VeriGraphi: A Multi-Agent Framework of Hierarchical RTL Generation for Large Hardware Designs
Researchers' new AI system generates synthesizable Verilog for large hardware designs with minimal human intervention.
A team of researchers led by Sazzadul Islam has introduced VeriGraphi, a novel multi-agent framework designed to tackle one of hardware design's most persistent challenges: automatically generating synthesizable Register Transfer Level (RTL) code for large, complex systems. Current large language models (LLMs) struggle with this task, often losing context across modules, hallucinating interfaces, and failing to maintain structural coherence as design complexity grows, especially when specifications include informal prose, figures, and tables.

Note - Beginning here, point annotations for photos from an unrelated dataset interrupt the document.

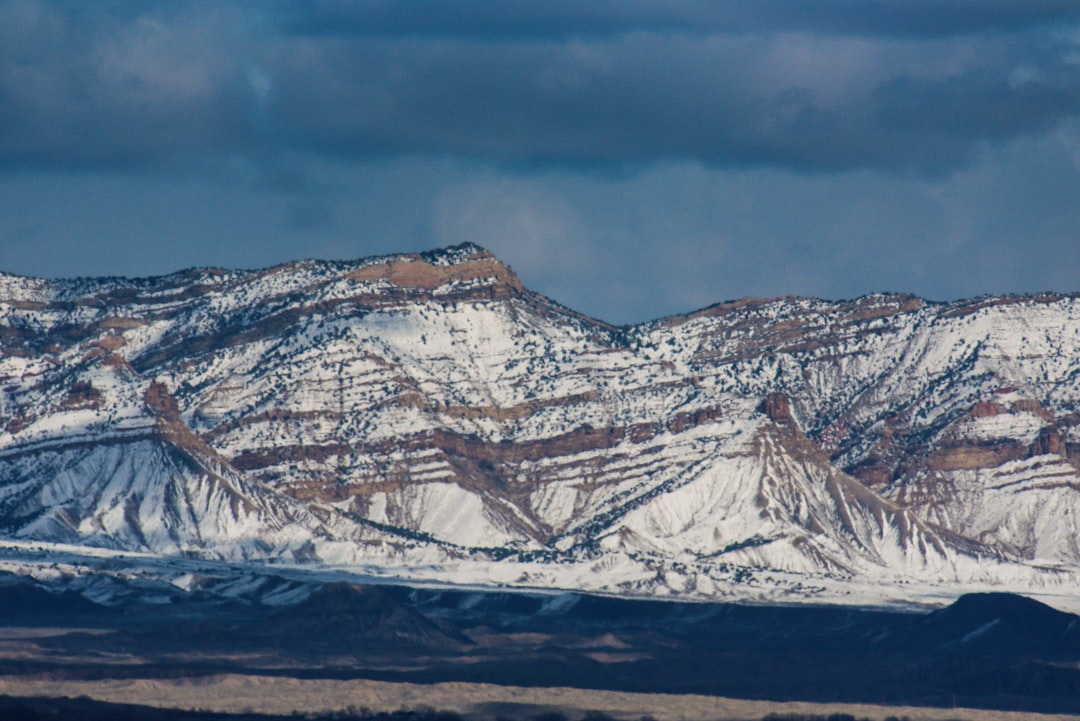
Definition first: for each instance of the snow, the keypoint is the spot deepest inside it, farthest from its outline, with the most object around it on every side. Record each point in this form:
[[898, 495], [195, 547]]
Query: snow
[[669, 479]]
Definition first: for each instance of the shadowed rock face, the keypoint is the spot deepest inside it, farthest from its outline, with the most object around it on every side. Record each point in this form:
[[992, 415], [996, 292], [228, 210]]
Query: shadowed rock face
[[345, 617], [427, 409]]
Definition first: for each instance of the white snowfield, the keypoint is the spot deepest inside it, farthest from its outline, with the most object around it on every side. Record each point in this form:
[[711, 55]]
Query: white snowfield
[[426, 418]]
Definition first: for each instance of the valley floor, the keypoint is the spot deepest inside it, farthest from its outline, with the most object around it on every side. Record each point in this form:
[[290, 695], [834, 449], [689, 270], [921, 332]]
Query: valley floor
[[264, 694]]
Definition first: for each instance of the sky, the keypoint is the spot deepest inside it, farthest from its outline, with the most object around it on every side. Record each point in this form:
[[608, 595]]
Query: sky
[[630, 159]]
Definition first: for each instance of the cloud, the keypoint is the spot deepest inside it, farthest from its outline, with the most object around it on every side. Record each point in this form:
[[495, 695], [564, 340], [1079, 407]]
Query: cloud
[[815, 85], [568, 18]]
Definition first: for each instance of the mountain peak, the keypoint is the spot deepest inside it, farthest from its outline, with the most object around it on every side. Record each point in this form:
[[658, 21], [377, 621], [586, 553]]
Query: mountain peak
[[468, 266]]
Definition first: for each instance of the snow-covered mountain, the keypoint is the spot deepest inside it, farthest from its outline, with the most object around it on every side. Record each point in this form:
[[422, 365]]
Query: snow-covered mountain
[[426, 416]]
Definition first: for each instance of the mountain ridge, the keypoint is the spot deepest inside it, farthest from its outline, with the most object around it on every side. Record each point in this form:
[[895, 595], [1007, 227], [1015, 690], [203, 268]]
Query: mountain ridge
[[428, 413]]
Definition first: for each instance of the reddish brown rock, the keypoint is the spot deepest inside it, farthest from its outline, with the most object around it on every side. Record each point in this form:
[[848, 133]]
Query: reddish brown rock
[[777, 406]]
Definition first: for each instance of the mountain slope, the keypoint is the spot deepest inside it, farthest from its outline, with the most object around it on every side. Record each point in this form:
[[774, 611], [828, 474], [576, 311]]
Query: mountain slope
[[428, 415]]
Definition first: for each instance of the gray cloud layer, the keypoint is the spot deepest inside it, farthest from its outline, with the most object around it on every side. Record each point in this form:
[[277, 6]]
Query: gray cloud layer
[[823, 84], [630, 158]]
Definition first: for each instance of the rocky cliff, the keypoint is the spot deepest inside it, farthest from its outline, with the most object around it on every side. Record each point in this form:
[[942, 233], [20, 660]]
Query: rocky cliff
[[428, 416]]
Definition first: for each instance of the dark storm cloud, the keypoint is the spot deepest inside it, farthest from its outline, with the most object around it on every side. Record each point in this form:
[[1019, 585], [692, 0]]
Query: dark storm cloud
[[821, 84], [564, 18]]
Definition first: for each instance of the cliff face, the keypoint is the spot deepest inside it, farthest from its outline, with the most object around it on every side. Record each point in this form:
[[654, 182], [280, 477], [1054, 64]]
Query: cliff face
[[428, 409]]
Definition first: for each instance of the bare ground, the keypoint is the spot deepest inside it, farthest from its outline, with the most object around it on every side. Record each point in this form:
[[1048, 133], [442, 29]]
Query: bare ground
[[262, 694]]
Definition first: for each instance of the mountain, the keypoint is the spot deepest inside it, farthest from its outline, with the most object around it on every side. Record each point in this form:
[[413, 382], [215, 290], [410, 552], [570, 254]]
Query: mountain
[[427, 417]]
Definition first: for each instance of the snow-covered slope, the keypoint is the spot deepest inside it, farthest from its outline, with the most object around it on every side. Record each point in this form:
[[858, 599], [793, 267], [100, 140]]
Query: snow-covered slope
[[427, 416]]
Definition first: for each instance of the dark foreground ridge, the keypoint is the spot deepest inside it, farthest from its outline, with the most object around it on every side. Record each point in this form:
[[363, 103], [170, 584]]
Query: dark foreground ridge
[[984, 651], [84, 709]]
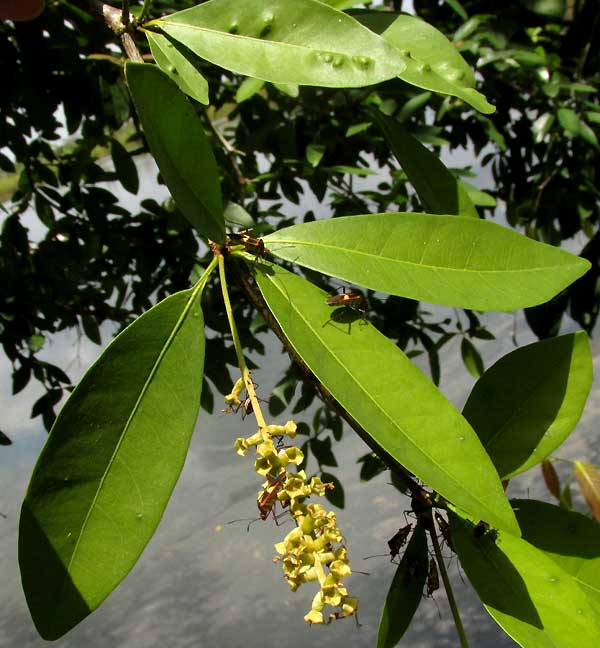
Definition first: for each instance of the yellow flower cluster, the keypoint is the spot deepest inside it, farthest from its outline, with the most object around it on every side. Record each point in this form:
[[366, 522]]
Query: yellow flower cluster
[[310, 548]]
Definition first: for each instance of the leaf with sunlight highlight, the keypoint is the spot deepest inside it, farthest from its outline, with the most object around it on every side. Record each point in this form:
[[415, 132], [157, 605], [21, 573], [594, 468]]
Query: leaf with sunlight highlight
[[392, 399]]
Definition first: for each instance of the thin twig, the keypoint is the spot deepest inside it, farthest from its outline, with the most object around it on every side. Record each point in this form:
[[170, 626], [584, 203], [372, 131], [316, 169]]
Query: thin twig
[[449, 593]]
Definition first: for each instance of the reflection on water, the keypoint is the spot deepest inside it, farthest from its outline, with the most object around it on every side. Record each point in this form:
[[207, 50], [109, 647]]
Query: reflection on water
[[197, 586]]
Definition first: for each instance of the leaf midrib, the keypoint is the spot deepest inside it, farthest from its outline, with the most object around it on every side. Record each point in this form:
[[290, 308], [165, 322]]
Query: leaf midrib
[[408, 263]]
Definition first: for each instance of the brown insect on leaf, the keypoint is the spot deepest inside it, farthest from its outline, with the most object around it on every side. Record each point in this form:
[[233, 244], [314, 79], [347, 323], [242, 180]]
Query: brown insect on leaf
[[551, 478], [588, 477], [398, 540]]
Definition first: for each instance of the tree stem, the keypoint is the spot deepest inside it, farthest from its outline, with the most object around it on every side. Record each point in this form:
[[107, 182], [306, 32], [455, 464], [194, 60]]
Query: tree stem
[[246, 376]]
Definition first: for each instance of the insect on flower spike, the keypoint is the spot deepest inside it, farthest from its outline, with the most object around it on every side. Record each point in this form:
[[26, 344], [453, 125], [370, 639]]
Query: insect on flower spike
[[268, 497]]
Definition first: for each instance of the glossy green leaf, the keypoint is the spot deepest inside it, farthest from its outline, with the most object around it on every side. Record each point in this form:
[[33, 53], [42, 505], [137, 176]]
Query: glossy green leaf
[[471, 358], [450, 260], [314, 154], [527, 403], [342, 4], [570, 539], [478, 198], [4, 440], [236, 216], [285, 41], [289, 89], [390, 397], [432, 62], [588, 134], [405, 592], [182, 66], [124, 167], [180, 147], [335, 495], [457, 8], [248, 88], [528, 594], [105, 475], [439, 191]]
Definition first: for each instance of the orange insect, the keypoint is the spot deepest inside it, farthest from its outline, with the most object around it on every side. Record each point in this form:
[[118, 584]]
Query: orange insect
[[254, 245], [266, 500]]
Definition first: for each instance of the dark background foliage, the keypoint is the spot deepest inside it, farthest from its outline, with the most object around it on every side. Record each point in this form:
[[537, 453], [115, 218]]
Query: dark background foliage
[[68, 127]]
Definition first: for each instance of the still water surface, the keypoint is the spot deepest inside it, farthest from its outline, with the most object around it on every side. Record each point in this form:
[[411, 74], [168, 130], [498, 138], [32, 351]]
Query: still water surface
[[196, 585]]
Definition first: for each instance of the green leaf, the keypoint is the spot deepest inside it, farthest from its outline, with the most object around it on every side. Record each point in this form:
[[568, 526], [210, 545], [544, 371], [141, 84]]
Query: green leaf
[[478, 198], [450, 260], [392, 399], [471, 358], [588, 477], [570, 539], [457, 8], [180, 147], [358, 171], [569, 120], [248, 88], [405, 592], [182, 66], [236, 216], [336, 495], [124, 167], [35, 343], [432, 62], [285, 41], [528, 594], [588, 134], [357, 128], [439, 191], [112, 459], [527, 403]]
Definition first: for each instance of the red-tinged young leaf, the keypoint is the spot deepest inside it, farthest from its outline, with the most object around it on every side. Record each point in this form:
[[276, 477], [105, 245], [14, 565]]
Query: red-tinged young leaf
[[588, 478], [551, 478]]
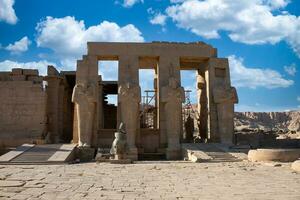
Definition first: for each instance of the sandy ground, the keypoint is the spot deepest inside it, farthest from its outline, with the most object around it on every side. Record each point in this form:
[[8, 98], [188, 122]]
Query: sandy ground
[[150, 180]]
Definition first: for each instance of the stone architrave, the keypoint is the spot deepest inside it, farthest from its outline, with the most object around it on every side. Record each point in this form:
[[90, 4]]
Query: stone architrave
[[84, 95], [225, 100], [129, 98], [173, 96]]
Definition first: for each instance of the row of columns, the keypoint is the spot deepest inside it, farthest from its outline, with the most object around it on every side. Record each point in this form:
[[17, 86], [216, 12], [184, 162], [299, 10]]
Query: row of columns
[[213, 114]]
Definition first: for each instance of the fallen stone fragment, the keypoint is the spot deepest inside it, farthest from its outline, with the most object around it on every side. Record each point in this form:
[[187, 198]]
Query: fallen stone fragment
[[11, 183], [296, 166], [272, 164]]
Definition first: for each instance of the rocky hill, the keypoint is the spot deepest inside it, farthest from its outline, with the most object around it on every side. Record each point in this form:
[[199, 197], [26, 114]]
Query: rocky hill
[[282, 121]]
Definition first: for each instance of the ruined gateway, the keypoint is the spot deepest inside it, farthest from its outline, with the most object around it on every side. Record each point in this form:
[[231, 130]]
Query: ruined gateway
[[72, 107]]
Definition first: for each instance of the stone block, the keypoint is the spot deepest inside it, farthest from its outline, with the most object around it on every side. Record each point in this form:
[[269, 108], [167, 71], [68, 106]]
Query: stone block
[[85, 154], [281, 155], [18, 78], [16, 71], [296, 166], [121, 161], [30, 72], [5, 76], [36, 79]]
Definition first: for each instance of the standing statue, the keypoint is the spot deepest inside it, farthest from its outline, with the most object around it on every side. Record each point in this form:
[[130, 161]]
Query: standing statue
[[129, 100], [173, 96], [119, 146], [85, 97]]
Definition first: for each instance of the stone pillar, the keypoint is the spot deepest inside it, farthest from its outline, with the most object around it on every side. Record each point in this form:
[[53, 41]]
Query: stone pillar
[[85, 96], [171, 96], [202, 104], [221, 101], [129, 98], [55, 98]]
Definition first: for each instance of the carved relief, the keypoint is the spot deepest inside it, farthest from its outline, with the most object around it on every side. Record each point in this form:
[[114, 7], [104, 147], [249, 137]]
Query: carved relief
[[129, 97], [85, 96], [173, 96]]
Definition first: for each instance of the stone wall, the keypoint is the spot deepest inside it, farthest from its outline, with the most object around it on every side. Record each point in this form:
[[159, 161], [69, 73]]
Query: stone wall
[[22, 107]]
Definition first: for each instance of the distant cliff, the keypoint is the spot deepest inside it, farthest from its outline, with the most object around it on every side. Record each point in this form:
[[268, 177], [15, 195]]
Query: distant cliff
[[285, 121]]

VeriGraphi's core innovation is its use of a spec-anchored Knowledge Graph (KG) as the architectural foundation for its generation pipeline. This framework first constructs a Hardware Design Abstraction (HDA), a structured graph that explicitly encodes the module hierarchy, port-level interfaces, wiring semantics, and inter-module dependencies. This graph is built through iterative, multi-agent analysis of the specification document, creating a deterministic, machine-checkable scaffold *before* any code is written. Guided by this KG, a progressive coding module then incrementally generates pseudo-code and finally, synthesizable Verilog RTL, enforcing interface consistency and dependency correctness at every submodule stage.
The system was rigorously evaluated on a benchmark of three representative specification documents from the National Institute of Standards and Technology (NIST), alongside their corresponding implementations. A detailed case study on generating a RV32I RISC-V processor illustrated the full pipeline's capabilities. The results demonstrate that VeriGraphi enables reliable, hierarchical RTL generation with minimal human intervention, marking a significant step forward for AI-assisted hardware design. This approach directly addresses the shortcomings of raw LLMs by providing a structured reasoning process that mirrors expert human design, ensuring the final output maintains strong functional correctness.
- Uses a spec-anchored Knowledge Graph to encode hardware design structure before code generation, preventing LLM hallucinations.
- Multi-agent system iteratively analyzes specifications to build a deterministic scaffold of modules, interfaces, and dependencies.
- Successfully generated a functional RV32I RISC-V processor from specs, tested on NIST benchmarks with minimal human input.
Why It Matters
Automates the translation of complex hardware specifications into working RTL code, drastically accelerating chip design and verification cycles.